With the development of computer technology, the access speed of CPU and memory has become increasingly different. Now the gap has reached hundreds of times. Therefore, CPU Cache component is embedded in the CPU as a cache layer between memory and CPU. Since CPU Cache is very close to the CPU core, the access speed is also very fast. However, due to the high cost of materials required, it is not like memory which can be several GB in size, but only tens of KB to MB in size.

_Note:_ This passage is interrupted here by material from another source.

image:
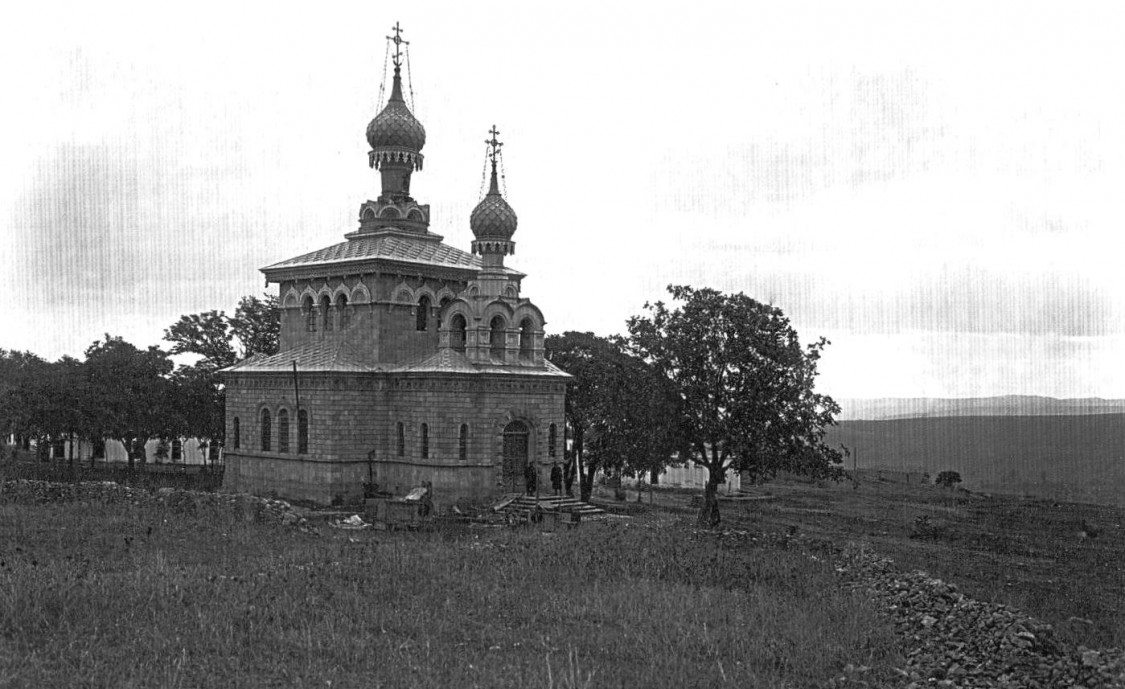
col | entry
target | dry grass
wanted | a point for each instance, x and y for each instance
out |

When the CPU accesses data, it first accesses the CPU Cache. If the cache hits, the data is returned directly without having to read the data from the memory every time. Therefore, the higher the cache hit rate, the better the code performance.

However, it should be noted that when the CPU accesses data, if the CPU Cache does not cache the data, it will read the data from the memory, but it will not read only one piece of data. Instead, it will read the data piece by piece at a time and store it in the CPU Cache before it can be read by the CPU.

There are many strategies for mapping memory addresses to CPU Cache addresses. The simplest one is direct cache mapping, which cleverly splits the memory address into "index + group tag + offset", allowing us to map a large memory address to a very small CPU Cache address.

To write code that makes the CPU run faster, you need to write code with a high cache hit rate. The CPU L1 Cache is divided into data cache and instruction cache, so you need to improve their cache hit rates separately:

For data cache, when we traverse the data, we should operate in the order of memory layout. This is because the CPU Cache operates data in batches according to the CPU Cache Line. Therefore, when operating continuous memory data sequentially, the performance can be effectively improved.
For instruction cache, regular conditional branch statements can make the CPU's branch predictor work, further improving execution efficiency;

In addition, for multi-core CPU systems, threads may switch back and forth between different CPU cores, which will affect the cache hit rate of each core. Therefore, if you want to improve the cache hit rate of the process, you can consider binding the thread to a certain CPU core.